Factors Affecting Prognosis:
-Rapidity of onset and severity of initial symptoms
-Promptness and adequacy of initial treatment
-Presence of comorbidities (e.g., asthma, cardiovascular disease)
-Development of refractory hypotension or severe airway compromise
-Response to IV epinephrine infusion.
Outcomes:
-With prompt and aggressive management, including appropriate use of IV epinephrine infusion, most pediatric patients with refractory anaphylaxis can recover
-However, severe cases can lead to significant morbidity or mortality
-Long-term prognosis depends on avoiding future exposures and effective management of underlying allergic predispositions.
Follow Up:
-Close monitoring in an intensive care setting until vital signs are stable and the risk of biphasic reaction has passed (typically 24-48 hours)

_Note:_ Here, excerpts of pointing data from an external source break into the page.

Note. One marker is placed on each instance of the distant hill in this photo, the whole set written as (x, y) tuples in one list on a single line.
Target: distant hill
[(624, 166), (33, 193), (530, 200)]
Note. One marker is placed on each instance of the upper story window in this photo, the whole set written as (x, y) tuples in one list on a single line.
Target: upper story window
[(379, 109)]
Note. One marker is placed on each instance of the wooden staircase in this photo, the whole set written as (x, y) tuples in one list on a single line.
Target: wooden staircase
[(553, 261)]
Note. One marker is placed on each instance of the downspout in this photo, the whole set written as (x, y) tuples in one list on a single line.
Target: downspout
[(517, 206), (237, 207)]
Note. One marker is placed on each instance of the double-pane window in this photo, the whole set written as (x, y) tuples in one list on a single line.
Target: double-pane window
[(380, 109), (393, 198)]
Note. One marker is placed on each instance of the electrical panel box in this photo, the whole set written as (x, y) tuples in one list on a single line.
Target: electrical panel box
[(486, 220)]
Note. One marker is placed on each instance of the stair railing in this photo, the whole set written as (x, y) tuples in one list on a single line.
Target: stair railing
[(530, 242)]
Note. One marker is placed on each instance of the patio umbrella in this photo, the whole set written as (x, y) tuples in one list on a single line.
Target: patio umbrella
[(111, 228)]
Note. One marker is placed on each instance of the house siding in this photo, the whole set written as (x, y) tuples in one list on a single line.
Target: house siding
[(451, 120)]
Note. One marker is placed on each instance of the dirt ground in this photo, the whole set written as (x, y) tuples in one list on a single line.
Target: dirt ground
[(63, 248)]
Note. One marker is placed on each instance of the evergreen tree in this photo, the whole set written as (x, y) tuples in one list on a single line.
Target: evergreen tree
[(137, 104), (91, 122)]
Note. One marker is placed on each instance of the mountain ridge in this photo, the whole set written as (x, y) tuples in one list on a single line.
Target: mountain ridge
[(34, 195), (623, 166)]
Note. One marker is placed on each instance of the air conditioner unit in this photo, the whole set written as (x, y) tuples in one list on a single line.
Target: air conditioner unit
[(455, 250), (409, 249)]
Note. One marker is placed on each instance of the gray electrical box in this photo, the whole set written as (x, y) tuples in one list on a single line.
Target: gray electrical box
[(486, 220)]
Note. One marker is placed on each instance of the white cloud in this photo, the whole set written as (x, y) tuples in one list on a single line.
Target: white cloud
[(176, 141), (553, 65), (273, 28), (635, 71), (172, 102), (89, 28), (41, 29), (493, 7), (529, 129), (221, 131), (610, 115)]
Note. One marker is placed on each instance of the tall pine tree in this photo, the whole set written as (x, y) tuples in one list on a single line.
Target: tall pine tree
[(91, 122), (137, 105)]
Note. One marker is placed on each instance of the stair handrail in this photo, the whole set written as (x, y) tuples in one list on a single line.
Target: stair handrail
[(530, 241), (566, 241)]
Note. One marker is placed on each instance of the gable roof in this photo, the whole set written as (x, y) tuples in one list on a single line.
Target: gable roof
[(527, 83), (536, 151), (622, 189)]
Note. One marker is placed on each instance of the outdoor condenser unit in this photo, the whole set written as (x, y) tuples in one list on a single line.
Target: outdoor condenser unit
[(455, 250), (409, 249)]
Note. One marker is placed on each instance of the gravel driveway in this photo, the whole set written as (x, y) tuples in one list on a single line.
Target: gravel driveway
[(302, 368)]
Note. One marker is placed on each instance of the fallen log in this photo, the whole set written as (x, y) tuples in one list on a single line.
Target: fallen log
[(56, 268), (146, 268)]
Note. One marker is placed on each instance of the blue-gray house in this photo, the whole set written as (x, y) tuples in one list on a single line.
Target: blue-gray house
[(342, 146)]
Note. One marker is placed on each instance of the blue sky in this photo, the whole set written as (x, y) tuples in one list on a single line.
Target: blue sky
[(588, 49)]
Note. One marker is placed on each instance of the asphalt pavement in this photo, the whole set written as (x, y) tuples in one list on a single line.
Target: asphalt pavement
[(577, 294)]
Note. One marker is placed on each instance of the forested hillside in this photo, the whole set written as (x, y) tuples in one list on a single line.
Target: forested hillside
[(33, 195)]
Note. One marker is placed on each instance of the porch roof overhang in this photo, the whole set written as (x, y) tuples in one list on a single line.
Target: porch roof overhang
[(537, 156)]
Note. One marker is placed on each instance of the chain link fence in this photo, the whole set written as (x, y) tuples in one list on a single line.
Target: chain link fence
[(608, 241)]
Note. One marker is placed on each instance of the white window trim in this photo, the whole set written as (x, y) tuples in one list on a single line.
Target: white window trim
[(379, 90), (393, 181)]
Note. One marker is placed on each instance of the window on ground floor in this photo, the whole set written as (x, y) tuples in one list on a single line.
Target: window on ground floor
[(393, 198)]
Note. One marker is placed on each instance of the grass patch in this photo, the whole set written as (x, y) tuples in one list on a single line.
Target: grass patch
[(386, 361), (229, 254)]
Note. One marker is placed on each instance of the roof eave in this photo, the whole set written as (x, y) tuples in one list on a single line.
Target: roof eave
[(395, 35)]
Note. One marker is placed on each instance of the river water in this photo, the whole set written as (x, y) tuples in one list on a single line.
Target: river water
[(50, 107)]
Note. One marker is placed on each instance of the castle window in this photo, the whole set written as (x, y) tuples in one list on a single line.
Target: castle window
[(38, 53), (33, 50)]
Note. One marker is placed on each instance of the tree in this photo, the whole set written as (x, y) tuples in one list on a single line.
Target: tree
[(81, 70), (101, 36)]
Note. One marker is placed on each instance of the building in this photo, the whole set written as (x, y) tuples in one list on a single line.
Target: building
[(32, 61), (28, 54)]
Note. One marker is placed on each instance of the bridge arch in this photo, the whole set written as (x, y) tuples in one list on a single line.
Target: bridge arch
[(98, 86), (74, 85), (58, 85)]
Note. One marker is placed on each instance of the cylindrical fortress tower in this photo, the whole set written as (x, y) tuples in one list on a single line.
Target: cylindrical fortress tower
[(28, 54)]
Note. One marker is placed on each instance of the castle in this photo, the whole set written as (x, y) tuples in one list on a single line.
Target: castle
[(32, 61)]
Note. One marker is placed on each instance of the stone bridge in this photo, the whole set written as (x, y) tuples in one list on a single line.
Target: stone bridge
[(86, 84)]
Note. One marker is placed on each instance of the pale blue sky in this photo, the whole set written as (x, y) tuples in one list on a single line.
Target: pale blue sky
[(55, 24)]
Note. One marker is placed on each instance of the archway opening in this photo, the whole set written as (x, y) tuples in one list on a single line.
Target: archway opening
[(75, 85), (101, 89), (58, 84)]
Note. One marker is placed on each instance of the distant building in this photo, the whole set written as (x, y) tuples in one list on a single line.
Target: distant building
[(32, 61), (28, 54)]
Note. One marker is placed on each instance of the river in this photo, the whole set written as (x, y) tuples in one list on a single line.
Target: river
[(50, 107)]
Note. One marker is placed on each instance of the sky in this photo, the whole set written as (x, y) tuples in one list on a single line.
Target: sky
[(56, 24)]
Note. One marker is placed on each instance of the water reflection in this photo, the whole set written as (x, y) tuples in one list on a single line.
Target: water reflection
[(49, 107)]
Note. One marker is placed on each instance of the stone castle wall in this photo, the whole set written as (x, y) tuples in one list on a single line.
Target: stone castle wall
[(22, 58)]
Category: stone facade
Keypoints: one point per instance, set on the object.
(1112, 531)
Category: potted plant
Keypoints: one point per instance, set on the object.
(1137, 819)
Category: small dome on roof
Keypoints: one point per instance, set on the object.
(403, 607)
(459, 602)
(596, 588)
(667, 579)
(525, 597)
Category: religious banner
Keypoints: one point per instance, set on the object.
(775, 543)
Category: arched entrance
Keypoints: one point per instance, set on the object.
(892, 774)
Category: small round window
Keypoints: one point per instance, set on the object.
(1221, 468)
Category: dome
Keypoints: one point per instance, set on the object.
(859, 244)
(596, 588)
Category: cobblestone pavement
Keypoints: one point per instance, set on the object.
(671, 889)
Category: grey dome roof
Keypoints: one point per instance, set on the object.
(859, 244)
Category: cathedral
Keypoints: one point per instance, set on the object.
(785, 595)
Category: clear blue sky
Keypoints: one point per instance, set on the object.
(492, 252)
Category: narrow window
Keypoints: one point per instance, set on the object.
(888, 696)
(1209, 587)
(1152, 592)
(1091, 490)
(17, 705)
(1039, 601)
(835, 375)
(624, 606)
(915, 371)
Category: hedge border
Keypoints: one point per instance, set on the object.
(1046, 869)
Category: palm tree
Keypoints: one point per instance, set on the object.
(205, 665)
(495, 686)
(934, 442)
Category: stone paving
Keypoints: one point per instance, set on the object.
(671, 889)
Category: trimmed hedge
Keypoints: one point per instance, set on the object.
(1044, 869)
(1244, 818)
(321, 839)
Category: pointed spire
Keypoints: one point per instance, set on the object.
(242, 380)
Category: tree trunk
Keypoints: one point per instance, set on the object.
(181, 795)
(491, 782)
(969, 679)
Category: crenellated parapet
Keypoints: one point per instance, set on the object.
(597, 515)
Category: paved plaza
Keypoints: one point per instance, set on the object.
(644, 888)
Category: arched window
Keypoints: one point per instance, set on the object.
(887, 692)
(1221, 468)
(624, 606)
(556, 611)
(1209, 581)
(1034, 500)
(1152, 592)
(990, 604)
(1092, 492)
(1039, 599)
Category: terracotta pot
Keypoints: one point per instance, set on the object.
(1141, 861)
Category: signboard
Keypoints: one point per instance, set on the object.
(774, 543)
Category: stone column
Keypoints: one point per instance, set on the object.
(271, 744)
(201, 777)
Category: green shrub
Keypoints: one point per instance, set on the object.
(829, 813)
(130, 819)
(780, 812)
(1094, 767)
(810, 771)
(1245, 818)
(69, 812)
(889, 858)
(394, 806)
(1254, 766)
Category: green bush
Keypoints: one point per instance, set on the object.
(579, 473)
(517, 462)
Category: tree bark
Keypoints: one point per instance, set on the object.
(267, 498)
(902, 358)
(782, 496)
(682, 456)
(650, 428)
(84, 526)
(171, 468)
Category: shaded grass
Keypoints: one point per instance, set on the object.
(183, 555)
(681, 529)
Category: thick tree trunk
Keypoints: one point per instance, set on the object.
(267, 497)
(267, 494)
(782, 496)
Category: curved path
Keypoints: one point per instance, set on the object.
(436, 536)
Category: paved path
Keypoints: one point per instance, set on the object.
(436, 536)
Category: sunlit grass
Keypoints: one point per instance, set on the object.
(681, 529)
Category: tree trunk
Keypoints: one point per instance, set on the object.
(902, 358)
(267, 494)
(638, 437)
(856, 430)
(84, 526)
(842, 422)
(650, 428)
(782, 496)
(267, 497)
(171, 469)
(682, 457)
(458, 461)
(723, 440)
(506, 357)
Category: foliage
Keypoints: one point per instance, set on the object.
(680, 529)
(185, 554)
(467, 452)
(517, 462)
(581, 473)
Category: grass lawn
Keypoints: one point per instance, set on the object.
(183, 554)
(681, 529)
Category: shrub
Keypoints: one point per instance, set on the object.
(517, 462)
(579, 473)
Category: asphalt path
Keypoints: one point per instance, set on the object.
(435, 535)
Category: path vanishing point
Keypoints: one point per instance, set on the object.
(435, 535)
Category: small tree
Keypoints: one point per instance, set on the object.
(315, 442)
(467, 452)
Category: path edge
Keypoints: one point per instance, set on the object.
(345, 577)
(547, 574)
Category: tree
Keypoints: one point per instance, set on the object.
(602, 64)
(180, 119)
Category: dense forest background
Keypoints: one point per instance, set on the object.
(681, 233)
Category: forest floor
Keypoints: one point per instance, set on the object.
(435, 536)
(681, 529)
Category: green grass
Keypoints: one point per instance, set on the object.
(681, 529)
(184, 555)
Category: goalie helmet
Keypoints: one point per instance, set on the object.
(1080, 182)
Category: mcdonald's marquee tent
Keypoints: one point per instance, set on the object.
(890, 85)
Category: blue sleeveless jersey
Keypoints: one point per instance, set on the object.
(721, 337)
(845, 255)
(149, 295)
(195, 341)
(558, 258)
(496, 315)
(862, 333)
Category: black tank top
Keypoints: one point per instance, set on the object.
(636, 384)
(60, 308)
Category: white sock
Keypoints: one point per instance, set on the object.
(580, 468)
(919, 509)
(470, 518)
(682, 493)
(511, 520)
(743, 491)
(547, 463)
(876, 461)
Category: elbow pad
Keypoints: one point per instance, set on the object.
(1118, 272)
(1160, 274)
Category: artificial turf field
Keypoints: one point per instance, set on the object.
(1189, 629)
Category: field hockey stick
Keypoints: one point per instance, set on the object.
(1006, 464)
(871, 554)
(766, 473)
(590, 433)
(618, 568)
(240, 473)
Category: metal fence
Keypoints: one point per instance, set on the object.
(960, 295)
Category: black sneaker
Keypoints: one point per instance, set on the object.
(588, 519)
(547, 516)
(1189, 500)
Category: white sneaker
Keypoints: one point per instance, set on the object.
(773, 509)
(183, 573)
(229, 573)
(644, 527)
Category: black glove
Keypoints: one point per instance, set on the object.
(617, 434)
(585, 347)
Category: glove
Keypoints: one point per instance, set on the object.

-Referral to an allergist/immunologist for comprehensive evaluation, allergy testing, and development of a long-term management plan
-Education on allergen avoidance and emergency preparedness
-Provision of multiple epinephrine auto-injectors with instructions on their use.

Key Points

Exam Focus:
-Recognizing anaphylaxis refractory to IM epinephrine
-Understanding the rationale and components of the IV epinephrine infusion protocol
-Knowing the starting infusion rate and titration parameters
-Differentiating anaphylaxis from other conditions
-Identifying pediatric-specific BP targets.
Clinical Pearls:
-Always reassess the patient after IM epinephrine
-If no improvement or deterioration, consider refractory anaphylaxis and IV epinephrine
-Start IV epinephrine at a low dose and titrate upwards gradually based on hemodynamic response
-Do not underestimate the need for airway management in severe cases
-Multidisciplinary approach involving pediatrics, emergency medicine, and allergy is crucial.
Common Mistakes:
-Delaying administration of IM epinephrine
-Inadequate dosing or frequency of IM epinephrine
-Hesitation in escalating to IV epinephrine for refractory cases
-Incorrect preparation or administration of IV epinephrine infusion
-Failure to monitor vital signs closely during IV infusion
-Inadequate follow-up and patient education.